US retail sales of natural pet products had been growing at teen double-digit rates since 2002, and during 2007 leapt to 43%, according to the Packaged Facts Natural, Organic and Eco-Friendly Pet Products in the US report.
Though sales continued strong in 2008, rising another 20%, 2009 was another story. The 2009 growth rate of natural pet products only slightly outpaced that of pet products overall, increasing just 6% as the recession took hold. Packaged Facts believes this slowdown to be temporary, with sales regaining steam in 2010 and edging back into the double digits in 2011.
Sales of organic pet food also felt the recessionary pinch. According to the Organic Trade Association’s 2010 Organic Industry Survey, the annual sales increase fell back to 10% in 2009, from 48% in 2008 and similarly impressive levels in prior years. Nevertheless, organic pet food since 2003 has lifted sales from US$14 million to US$85 million, or just shy of 6% of total sales of natural pet food.
Entering the market
There are two fast-track means of entering the natural and organic market, according to Packaged Facts data: acquisition of natural specialists (Proctor & Gamble acquiring Natura Pet Products in 2010, for example) and introduction of new products by traditional marketers with some opting for line extensions and others for new brand lines. In the vast US pet food market, formulating and positioning products along natural, organic and holistic lines represents a way for traditional marketers to:
- Pique pet owners’ interests and convert them to more expensive fare;
- Carve out a niche or strengthen their foothold in pet specialty stores, natural supermarkets and online; and
- Set themselves apart from marketers still focusing on mainstream fare.
Affordability an issue
However, particularly in a price-conscious era, affordability is a big issue for consumers. Among pet owners overall, half (52%) agree that they would buy natural/organic pet products more often if these products were more affordable, compared with only 22% who disagree.
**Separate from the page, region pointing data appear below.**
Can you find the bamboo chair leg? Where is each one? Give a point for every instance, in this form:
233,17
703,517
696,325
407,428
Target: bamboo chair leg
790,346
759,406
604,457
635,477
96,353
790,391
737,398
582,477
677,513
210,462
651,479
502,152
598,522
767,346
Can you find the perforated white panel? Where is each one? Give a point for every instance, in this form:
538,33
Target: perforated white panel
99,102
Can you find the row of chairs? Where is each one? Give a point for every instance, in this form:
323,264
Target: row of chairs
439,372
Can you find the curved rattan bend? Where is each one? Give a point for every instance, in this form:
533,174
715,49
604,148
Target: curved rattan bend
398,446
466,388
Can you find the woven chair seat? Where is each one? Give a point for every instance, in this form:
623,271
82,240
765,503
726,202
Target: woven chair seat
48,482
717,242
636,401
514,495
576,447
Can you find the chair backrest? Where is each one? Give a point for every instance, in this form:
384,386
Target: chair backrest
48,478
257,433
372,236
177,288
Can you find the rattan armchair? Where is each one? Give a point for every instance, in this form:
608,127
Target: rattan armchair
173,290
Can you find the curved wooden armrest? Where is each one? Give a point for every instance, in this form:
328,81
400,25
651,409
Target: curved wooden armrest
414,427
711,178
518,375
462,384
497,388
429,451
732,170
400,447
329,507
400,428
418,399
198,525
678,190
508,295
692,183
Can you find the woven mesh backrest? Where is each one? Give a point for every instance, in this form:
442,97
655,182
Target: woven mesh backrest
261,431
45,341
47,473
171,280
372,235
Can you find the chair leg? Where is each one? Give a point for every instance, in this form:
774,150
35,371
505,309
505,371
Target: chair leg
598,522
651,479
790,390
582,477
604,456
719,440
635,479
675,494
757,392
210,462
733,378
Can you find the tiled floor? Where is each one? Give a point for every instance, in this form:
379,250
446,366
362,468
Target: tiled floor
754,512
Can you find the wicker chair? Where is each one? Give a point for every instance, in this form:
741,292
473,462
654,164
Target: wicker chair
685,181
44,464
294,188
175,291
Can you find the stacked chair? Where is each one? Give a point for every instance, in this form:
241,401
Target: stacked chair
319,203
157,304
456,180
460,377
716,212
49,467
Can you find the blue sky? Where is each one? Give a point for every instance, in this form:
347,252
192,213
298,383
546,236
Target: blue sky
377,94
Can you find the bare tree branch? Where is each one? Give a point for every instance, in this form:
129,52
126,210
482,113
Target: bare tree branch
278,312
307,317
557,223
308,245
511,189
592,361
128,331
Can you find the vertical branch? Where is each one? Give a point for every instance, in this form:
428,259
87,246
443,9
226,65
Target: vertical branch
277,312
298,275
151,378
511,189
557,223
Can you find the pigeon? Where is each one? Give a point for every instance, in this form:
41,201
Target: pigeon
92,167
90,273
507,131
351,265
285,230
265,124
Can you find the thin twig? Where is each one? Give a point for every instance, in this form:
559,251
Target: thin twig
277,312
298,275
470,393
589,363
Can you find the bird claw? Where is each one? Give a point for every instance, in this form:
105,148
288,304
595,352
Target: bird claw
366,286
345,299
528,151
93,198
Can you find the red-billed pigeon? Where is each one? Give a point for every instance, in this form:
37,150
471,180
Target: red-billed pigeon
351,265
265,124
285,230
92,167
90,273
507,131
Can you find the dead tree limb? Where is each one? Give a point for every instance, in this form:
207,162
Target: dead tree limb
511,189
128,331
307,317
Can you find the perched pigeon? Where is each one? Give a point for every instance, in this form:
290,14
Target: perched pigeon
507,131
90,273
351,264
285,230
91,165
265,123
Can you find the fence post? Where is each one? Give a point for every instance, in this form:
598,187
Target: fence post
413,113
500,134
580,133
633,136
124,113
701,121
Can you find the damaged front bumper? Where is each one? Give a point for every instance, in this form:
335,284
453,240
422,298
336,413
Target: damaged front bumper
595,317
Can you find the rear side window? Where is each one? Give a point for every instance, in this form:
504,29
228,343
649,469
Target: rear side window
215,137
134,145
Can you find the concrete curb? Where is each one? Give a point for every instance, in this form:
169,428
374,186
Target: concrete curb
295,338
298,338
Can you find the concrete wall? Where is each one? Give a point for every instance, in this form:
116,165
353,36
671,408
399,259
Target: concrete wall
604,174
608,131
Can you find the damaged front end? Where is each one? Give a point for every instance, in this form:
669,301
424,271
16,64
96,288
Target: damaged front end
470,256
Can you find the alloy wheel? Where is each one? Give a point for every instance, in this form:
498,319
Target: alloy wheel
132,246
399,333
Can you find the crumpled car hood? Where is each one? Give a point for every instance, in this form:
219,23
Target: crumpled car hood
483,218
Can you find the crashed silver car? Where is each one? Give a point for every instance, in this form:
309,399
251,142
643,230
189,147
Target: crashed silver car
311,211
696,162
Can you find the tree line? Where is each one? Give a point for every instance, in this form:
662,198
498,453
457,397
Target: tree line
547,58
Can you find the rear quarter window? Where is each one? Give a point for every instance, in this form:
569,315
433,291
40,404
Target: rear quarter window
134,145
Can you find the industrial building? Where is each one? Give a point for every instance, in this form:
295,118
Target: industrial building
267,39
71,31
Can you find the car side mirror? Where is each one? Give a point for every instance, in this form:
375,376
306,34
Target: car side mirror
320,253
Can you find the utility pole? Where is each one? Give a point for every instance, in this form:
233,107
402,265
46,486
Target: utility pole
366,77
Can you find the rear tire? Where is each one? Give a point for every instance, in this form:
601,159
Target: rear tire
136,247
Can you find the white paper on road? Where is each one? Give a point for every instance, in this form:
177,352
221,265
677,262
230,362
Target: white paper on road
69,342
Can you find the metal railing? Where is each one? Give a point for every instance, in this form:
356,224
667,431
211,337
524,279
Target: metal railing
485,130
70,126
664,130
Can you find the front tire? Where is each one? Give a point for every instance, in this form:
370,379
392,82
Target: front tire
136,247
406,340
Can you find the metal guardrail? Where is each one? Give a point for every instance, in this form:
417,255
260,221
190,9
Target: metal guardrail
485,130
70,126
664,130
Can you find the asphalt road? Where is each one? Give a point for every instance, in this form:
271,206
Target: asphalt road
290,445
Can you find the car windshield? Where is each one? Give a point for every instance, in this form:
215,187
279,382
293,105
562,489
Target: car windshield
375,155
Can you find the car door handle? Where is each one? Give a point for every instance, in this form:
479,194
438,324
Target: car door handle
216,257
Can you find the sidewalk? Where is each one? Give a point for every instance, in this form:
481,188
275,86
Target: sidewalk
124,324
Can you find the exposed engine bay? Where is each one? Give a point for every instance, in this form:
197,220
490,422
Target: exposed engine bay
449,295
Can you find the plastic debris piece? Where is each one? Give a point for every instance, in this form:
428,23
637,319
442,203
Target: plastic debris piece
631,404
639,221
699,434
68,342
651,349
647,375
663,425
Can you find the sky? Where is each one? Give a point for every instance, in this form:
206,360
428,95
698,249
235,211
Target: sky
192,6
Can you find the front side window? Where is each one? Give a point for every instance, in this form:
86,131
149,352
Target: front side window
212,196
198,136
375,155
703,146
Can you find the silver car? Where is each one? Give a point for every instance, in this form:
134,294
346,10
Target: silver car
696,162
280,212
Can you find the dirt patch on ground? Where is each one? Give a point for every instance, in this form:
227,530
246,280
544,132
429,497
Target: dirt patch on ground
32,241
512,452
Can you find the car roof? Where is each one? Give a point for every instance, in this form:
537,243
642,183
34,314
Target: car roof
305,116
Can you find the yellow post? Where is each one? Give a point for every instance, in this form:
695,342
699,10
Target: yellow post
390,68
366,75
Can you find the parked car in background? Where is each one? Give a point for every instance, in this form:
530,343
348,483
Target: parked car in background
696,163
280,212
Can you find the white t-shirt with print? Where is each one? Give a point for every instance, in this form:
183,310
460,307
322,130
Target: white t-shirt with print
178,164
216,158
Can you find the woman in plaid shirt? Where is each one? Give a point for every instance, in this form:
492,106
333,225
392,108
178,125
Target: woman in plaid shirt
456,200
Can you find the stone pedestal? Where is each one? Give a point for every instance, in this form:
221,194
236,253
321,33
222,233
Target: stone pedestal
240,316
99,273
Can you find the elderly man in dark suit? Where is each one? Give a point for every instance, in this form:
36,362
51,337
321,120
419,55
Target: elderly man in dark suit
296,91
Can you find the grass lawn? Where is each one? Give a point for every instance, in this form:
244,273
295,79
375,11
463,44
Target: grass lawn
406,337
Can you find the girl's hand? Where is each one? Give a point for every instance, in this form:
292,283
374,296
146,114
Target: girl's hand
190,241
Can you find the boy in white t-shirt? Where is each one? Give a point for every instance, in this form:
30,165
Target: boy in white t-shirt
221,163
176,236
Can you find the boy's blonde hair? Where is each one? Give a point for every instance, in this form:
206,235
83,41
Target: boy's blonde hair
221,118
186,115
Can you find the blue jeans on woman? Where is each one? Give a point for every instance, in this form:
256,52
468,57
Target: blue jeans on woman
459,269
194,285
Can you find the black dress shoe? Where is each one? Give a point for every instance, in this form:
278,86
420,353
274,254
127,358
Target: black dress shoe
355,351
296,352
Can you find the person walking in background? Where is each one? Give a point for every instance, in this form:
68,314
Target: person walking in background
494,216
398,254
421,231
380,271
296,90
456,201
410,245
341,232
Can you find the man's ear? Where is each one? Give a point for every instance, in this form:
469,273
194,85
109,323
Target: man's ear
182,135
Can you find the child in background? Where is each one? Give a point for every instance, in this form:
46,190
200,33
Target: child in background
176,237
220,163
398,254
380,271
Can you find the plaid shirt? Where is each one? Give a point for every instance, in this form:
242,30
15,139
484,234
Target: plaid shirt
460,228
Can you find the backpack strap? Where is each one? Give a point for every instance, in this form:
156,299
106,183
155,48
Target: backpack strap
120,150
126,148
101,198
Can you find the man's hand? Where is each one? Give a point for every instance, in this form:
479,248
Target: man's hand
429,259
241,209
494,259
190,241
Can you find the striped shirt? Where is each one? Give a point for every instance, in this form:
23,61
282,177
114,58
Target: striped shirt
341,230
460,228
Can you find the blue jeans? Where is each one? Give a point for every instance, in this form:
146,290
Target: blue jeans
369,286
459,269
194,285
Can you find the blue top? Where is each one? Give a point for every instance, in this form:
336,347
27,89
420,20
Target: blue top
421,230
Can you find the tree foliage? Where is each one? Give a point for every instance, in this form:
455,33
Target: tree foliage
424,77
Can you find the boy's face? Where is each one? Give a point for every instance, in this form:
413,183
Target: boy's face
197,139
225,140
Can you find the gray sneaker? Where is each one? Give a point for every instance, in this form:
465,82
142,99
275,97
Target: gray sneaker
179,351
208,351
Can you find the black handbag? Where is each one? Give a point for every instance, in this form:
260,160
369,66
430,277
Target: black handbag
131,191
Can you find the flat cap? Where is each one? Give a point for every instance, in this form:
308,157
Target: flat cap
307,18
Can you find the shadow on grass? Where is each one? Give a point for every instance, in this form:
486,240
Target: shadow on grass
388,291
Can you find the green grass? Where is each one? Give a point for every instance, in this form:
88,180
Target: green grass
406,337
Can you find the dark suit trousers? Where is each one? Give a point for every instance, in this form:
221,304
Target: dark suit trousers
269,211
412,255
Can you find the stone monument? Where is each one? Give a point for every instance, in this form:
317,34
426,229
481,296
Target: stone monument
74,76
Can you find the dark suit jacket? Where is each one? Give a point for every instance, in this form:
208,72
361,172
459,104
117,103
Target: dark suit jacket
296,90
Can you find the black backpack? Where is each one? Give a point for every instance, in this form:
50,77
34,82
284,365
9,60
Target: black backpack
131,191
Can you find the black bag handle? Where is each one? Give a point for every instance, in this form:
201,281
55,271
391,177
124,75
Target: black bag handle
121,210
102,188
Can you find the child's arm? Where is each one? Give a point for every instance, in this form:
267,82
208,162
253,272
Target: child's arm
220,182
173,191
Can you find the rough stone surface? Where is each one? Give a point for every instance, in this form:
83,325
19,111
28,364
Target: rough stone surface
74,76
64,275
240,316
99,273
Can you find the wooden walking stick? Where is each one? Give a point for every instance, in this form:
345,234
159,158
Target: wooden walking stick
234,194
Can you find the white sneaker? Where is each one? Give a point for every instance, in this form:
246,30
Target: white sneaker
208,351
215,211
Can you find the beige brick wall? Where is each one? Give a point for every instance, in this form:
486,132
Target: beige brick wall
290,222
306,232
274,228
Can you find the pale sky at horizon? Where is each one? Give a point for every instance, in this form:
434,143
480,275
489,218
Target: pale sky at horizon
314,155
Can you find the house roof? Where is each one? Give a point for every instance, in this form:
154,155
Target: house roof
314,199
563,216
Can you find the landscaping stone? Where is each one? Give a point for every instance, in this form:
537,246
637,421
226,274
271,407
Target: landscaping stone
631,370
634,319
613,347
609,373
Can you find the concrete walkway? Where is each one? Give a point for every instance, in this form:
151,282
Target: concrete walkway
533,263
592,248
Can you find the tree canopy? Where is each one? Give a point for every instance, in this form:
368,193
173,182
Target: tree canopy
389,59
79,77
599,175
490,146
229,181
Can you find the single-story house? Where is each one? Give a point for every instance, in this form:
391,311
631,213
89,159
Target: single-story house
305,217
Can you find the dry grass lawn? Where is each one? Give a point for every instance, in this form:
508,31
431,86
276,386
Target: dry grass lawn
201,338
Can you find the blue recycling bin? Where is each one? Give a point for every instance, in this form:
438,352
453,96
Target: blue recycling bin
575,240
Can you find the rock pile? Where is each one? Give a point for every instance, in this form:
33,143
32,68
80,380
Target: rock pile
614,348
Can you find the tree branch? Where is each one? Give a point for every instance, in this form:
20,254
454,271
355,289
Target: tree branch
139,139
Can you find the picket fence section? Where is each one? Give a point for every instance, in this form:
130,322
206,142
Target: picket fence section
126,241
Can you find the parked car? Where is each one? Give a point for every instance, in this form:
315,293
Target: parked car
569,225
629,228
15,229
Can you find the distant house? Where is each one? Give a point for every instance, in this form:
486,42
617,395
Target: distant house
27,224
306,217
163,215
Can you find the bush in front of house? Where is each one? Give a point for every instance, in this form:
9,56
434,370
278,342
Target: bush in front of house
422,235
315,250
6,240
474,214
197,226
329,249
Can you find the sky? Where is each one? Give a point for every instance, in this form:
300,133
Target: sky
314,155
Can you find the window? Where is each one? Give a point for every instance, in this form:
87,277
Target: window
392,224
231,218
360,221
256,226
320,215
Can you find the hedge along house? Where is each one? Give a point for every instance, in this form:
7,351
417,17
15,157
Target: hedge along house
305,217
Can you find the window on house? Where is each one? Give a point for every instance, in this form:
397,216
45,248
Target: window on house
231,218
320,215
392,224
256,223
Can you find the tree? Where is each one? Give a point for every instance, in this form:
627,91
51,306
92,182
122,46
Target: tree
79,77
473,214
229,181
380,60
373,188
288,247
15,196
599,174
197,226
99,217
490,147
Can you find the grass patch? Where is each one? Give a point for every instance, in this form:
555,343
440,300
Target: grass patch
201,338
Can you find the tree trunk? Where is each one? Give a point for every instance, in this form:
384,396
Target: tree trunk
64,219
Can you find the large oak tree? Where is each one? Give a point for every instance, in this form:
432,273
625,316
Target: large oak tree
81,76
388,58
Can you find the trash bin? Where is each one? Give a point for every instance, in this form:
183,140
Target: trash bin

According to Organic Monitor, “The economic slowdown has reduced consumer spending power; organic food sales have been affected because of their price premium.” That said, and perhaps partly as a function of the economy, the pace of entry into the organic segment by new companies has been relatively slow for the past couple of years. Nonetheless, the organic segment continues to attract attention market wide.